I like the 3-d picture.:thumbsup:

I guess your using tube track?
Or something else?

What is planned for the lower left corner?


----------



## manchesterjim (Dec 30, 2011)

*Reversing Loop?*

Looks like you might have a reversing loop there....(The top left yellow section). (Correct me if I'm wrong anyone...). Have you accounted for that?

Just wondering if you're going to be DC or DCC.

Thanks,
Jim


----------



## Big Ed (Jun 16, 2009)

manchesterjim said:


> Looks like you might have a reversing loop there....(The top left yellow section). (Correct me if I'm wrong anyone...). Have you accounted for that?
> 
> Just wondering if you're going to be DC or DCC.
> 
> ...



It is O gauge Man______, no problem with reversing loops in O. AC power. 

We sound like a broken record?


----------



## manchesterjim (Dec 30, 2011)

big ed said:


> It is O gauge Man______, no problem with reversing loops in O. AC power.
> 
> We sound like a broken record?




LOL....Yeah....but at least I learned my one new thing for the day!! :thumbsup:

Thanks Ed!


----------



## Big Ed (Jun 16, 2009)

manchesterjim said:


> LOL....Yeah....but at least I learned my one new thing for the day!! :thumbsup:
> 
> Thanks Ed!


Yes that is one advantage to running O.


----------



## mr_x_ite_ment (Jun 22, 2009)

Here is a point that I think is as true of a statement as I can make. It looks to me like the layout is maybe 14' X 14'? If this is true, I don't know how one would get in the middle to even construct it. You would have to be able to walk on top of it. Maybe it can be built on a flat floor, and put up on legs later. I am wondering if the lower left corner has to be cut out just so one can reach inside well enough? 

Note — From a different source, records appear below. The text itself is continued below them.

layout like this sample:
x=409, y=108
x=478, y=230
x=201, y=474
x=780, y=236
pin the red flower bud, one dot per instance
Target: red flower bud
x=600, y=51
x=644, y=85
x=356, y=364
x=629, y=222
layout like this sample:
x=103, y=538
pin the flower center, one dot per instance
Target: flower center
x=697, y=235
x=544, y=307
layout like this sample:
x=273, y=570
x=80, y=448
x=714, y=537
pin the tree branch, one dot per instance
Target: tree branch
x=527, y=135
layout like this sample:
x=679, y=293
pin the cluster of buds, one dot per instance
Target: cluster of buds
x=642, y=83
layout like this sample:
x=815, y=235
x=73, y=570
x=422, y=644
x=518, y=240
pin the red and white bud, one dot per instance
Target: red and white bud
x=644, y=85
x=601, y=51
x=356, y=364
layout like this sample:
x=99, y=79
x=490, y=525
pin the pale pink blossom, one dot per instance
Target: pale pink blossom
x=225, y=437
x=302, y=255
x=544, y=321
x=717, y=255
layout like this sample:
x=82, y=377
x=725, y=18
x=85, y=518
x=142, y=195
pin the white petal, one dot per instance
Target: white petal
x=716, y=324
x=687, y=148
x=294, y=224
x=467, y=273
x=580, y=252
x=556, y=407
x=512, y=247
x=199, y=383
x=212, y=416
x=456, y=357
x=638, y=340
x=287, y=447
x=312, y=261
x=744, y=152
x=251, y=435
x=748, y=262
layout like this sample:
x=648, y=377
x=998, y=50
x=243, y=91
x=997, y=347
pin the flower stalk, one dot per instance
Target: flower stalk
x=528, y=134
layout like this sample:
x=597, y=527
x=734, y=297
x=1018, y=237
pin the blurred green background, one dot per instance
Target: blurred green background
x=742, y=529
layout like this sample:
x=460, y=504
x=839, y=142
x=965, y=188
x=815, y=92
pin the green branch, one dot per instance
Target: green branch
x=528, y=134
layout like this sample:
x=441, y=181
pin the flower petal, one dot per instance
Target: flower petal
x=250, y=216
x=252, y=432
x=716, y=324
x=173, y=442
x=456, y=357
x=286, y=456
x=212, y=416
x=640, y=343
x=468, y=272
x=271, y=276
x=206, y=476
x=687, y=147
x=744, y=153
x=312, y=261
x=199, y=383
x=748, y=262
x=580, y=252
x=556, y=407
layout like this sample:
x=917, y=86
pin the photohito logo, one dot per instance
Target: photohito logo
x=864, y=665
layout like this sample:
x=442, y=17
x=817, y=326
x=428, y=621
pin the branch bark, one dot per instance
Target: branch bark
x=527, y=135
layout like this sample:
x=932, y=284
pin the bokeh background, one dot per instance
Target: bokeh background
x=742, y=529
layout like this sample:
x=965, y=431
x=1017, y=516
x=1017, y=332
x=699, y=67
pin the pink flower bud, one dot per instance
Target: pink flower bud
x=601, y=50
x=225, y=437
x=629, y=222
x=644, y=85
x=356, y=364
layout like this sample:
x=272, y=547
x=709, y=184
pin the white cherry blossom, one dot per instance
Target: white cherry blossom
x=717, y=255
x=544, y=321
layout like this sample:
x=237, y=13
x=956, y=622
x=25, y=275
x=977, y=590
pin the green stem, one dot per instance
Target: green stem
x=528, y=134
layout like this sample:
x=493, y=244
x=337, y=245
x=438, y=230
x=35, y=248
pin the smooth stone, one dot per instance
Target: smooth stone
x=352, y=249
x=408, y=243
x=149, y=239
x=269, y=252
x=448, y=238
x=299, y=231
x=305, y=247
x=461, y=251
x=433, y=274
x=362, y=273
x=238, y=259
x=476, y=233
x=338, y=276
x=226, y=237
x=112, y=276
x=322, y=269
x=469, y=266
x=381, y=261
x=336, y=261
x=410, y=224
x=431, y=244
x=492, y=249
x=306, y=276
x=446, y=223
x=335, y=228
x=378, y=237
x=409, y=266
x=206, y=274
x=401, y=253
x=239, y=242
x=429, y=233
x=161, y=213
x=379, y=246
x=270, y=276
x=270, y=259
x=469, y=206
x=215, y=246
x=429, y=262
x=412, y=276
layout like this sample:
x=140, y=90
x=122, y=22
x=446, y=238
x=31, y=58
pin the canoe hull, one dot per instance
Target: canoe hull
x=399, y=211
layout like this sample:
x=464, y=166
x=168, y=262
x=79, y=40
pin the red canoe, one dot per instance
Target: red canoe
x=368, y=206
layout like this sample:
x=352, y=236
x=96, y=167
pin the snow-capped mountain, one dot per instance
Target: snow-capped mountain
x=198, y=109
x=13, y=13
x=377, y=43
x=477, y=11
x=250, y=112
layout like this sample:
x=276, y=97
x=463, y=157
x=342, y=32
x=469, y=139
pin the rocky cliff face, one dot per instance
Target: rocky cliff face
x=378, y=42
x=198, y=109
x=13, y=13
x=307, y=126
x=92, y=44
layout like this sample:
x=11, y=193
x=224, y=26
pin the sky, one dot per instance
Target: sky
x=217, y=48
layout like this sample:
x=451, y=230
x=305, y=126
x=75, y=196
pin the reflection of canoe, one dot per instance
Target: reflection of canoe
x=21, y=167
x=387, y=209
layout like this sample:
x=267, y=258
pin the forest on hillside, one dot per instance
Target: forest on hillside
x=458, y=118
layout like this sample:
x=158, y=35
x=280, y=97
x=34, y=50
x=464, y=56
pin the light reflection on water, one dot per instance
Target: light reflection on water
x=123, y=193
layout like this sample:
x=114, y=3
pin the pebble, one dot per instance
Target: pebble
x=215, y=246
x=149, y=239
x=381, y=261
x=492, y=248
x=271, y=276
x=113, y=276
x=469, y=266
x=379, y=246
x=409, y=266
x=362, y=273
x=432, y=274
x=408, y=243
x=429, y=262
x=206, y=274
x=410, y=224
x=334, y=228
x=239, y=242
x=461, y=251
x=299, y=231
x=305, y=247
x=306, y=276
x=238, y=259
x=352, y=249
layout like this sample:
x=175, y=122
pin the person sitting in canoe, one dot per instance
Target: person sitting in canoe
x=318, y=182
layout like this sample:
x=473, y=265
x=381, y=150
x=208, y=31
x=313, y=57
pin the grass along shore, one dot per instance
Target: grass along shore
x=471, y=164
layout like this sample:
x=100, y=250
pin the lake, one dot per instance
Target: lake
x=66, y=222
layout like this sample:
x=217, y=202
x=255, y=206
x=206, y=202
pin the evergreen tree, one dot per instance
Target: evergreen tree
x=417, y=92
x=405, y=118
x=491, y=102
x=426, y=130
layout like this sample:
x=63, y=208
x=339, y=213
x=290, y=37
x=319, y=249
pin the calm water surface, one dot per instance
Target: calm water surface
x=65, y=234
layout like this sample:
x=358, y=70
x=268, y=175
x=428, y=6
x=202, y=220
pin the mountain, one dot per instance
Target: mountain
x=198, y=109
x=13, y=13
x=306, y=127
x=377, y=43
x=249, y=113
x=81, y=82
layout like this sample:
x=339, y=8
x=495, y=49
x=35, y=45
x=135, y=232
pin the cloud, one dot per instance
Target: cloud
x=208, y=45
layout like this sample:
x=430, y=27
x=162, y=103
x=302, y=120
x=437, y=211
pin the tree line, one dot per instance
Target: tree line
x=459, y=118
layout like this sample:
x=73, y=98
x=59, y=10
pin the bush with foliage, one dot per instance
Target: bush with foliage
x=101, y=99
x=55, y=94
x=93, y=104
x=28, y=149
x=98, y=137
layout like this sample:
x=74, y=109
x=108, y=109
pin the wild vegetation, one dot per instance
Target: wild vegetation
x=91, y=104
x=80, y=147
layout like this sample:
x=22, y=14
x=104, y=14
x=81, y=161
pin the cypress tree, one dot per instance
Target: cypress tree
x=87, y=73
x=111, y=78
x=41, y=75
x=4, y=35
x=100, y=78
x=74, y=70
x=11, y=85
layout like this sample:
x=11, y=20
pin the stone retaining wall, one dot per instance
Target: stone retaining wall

The next thing is that the inner-most loop appears to have about an 18-inch radius. This seems small to me for 0 gauge. I am not trying to be critical...just wanted to point out some things that could be a concern. I like the track plan overall.

Chad


----------



## gunrunnerjohn (Nov 10, 2010)

Good point about reaching the center of the table, I completely glossed over that.


----------



## Big Ed (Jun 16, 2009)

NorCalTransplant said:


> You mean under the table? The outside "bowl"  is not going to be very high, what is the minimum clearance, I forget off hand, 6-7" high? Ive got long arms and have no problem with putting a small step stool under the table if need be . Thanks for the input! :thumbsup:





gunrunnerjohn said:


> Good point about reaching the center of the table, I completely glossed over that.



He has a harness set up so he can hover over the table to get to the hard to reach spots.
I figure 7' long arms should reach the center OK.
Maybe he has one of those step stairs that extend you over the layout?

My 8'x8' where the round house is just comfortably reachable in the center.(with long arms)


----------



## mr_x_ite_ment (Jun 22, 2009)

I, too, have a long reach at times in places on my layout. I am not opposed to having hard-to-reach areas. As long as one can indeed reach it somehow, it should be fine. 

I am not well-versed with O scale whatsoever, but I am still concerned about the radius on the inner track. It seems like only short loco's and cars would be able to navigate it. This is just an observation.

Chad


----------



## billshoff (Nov 4, 2011)

NorCalTransplant, did you build this layout? I ask because I like it very much and would like to copy it if it worked for you. Do you have pictures?


----------